Habitué à me confronter à la notion du paysage modifié par l’homme, j’ai très vite perçu que l’eau était un élément central à interroger dans les représentations des paysages du Morelos. L’implantation spécifique des sources dans le territoire et leurs exploitations de longue date a été déterminante dans ma compréhension des multiples strates complexes de la géographie de la région.
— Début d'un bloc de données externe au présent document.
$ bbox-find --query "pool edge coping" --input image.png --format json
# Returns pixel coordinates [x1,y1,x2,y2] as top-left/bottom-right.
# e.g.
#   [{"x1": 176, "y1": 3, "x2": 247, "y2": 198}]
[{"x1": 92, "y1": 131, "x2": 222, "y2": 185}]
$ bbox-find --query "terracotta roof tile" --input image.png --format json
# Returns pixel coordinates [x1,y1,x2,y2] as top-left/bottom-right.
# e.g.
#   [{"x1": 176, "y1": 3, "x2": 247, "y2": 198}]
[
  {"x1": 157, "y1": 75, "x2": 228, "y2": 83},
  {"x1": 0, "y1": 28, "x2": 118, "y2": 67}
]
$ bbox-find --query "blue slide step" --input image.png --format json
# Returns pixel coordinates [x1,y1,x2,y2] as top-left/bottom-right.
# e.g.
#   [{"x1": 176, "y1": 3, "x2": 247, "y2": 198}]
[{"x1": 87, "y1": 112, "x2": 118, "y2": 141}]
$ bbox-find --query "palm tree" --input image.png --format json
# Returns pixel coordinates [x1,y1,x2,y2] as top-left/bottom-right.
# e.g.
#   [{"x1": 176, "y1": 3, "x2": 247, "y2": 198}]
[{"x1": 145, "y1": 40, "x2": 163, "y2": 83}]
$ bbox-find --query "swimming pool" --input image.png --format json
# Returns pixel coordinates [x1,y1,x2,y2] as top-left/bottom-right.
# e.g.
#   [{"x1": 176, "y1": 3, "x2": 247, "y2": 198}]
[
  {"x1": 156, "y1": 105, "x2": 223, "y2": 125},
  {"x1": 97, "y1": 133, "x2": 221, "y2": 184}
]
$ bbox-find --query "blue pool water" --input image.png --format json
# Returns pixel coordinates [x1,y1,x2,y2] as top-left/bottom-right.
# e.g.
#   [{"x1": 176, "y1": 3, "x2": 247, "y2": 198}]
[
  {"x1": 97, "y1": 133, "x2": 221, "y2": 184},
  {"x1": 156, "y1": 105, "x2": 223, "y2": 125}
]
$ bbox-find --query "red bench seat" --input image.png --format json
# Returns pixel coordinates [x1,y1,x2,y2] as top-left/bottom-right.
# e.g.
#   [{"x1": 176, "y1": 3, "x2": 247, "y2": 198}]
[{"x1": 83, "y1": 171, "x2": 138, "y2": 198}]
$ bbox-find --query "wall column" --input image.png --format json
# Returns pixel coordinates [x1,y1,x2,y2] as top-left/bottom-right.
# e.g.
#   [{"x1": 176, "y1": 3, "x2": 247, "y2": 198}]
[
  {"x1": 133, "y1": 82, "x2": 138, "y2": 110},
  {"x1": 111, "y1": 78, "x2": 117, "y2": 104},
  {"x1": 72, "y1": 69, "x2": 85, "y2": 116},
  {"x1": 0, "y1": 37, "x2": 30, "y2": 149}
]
Mon travail de prises de vues s’est déroulé au cours d’un arpentage permanent de quatre terrains de recherche, situés autour des villes de Cuautla, Tetela del Volcán, Tepoztlán et Zacualpan. Ces lieux sont apparus très vite comme représentatifs de la campagne agricole et du déploiement urbain au cœur des développements économiques que je souhaitais étudier. Parcourant inlassablement ces espaces afin de m’imprégner fortement des lieux, j’ai voulu mettre en œuvre deux fonctions essentielles de la photographie, inventorier le réel et transfigurer le banal. Une quête s’est alors organisée durant laquelle j’ai pu mettre en évidence toutes les formes de présence de l’eau. Ces photographies sont des fragments éclatants et caractéristiques d'une expérience des lieux teintée d’une grande liberté. Tour à tour, il a fallu mettre en évidence l’organisation spatiale liée à la structuration des interconnexions historiques de ces territoires humides et interroger les différentes personnes investies de manières inconscientes ou revendiquées dans la sauvegarde et la modification profonde de ces réseaux. Plusieurs portraits photographiques et entretiens vidéo ou sonores sont nés de ces rencontres.
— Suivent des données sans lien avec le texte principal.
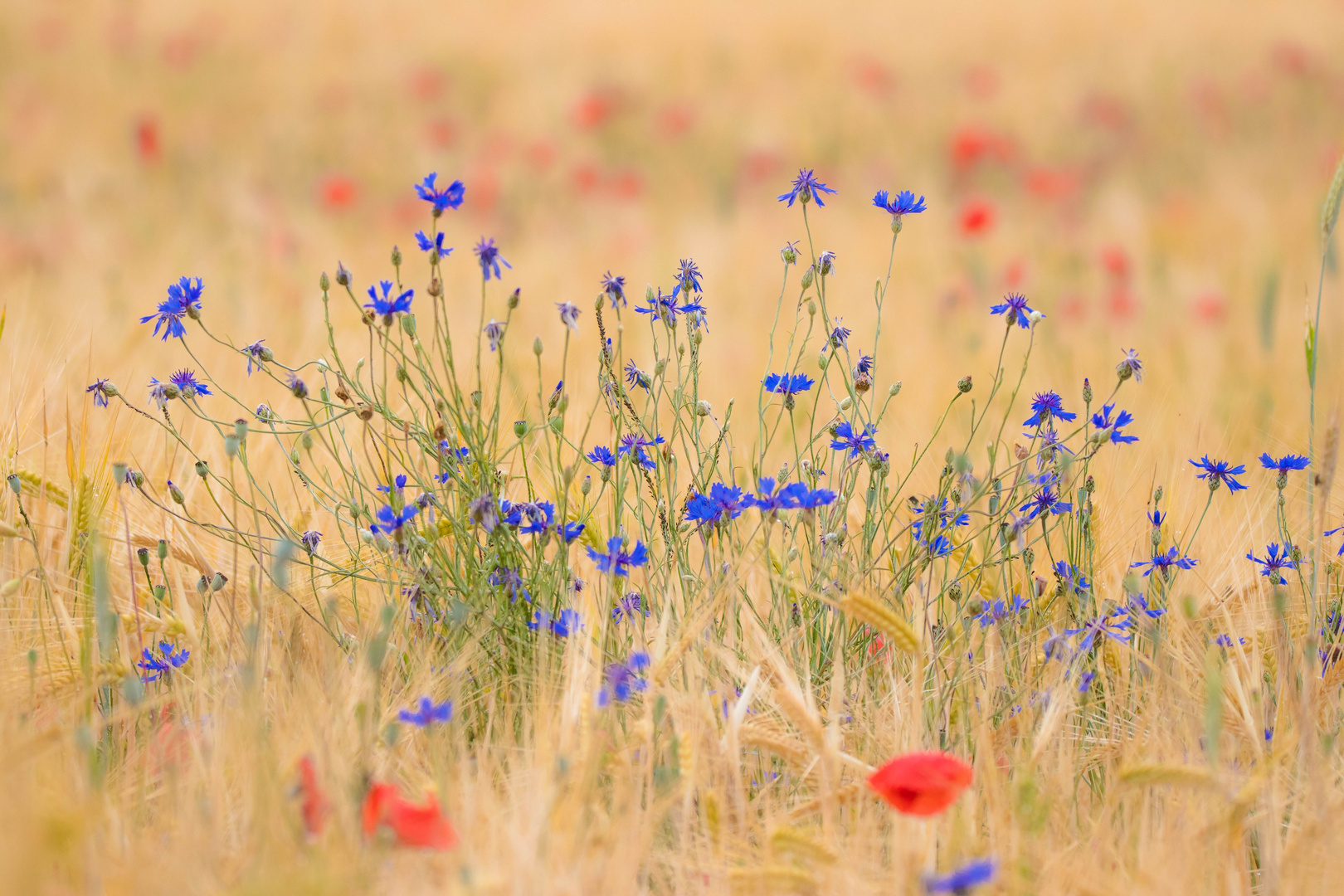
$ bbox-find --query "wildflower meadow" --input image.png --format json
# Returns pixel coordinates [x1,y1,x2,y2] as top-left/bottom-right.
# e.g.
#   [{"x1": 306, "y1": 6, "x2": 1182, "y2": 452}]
[{"x1": 0, "y1": 4, "x2": 1344, "y2": 896}]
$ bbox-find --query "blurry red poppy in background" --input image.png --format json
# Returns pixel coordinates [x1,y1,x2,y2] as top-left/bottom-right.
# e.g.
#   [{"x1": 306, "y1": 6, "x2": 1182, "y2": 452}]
[
  {"x1": 960, "y1": 199, "x2": 995, "y2": 236},
  {"x1": 299, "y1": 755, "x2": 331, "y2": 841},
  {"x1": 869, "y1": 752, "x2": 971, "y2": 816},
  {"x1": 360, "y1": 785, "x2": 457, "y2": 849}
]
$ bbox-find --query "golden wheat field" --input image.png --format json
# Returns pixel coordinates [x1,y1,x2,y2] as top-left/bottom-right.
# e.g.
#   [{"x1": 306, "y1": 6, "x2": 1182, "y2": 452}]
[{"x1": 7, "y1": 0, "x2": 1344, "y2": 896}]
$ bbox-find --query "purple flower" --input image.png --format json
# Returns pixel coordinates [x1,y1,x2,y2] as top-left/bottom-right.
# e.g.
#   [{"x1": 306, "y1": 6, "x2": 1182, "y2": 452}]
[
  {"x1": 780, "y1": 168, "x2": 835, "y2": 208},
  {"x1": 830, "y1": 421, "x2": 878, "y2": 457},
  {"x1": 872, "y1": 189, "x2": 928, "y2": 217},
  {"x1": 416, "y1": 172, "x2": 466, "y2": 217},
  {"x1": 989, "y1": 293, "x2": 1045, "y2": 329},
  {"x1": 1023, "y1": 390, "x2": 1078, "y2": 426},
  {"x1": 1246, "y1": 542, "x2": 1297, "y2": 584},
  {"x1": 600, "y1": 271, "x2": 625, "y2": 308},
  {"x1": 473, "y1": 236, "x2": 514, "y2": 280},
  {"x1": 587, "y1": 534, "x2": 649, "y2": 577},
  {"x1": 397, "y1": 697, "x2": 453, "y2": 728},
  {"x1": 1191, "y1": 454, "x2": 1246, "y2": 494}
]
Loin du pittoresque et du monumental, valeurs actuelles de l’iconographie touristique, cette exposition s’articule autour de séries d’images ancrées dans le Mexique du quotidien, choisies comme autant de fractions d’un monde révélé par la surface signifiante de la photographie. Je n’ai pas seulement fait le portrait d’un territoire en mutation mais j’en ai également été le témoin actif dans l’espace de ces douze semaines de résidence. J’ai voulu révéler des interstices entre les lieux et les êtres tentant inexorablement d’inscrire leur présence au monde. Animé par les nouvelles formes de la photographie documentaire, qui sont pour ma part teintées de valeurs métaphoriques, j’ai cherché à révéler la manière dont l’ordre social se révèle à travers le paysage mexicain, là où se croisent sans cesse l’extraordinaire et l’indicible, le sacré et le profane.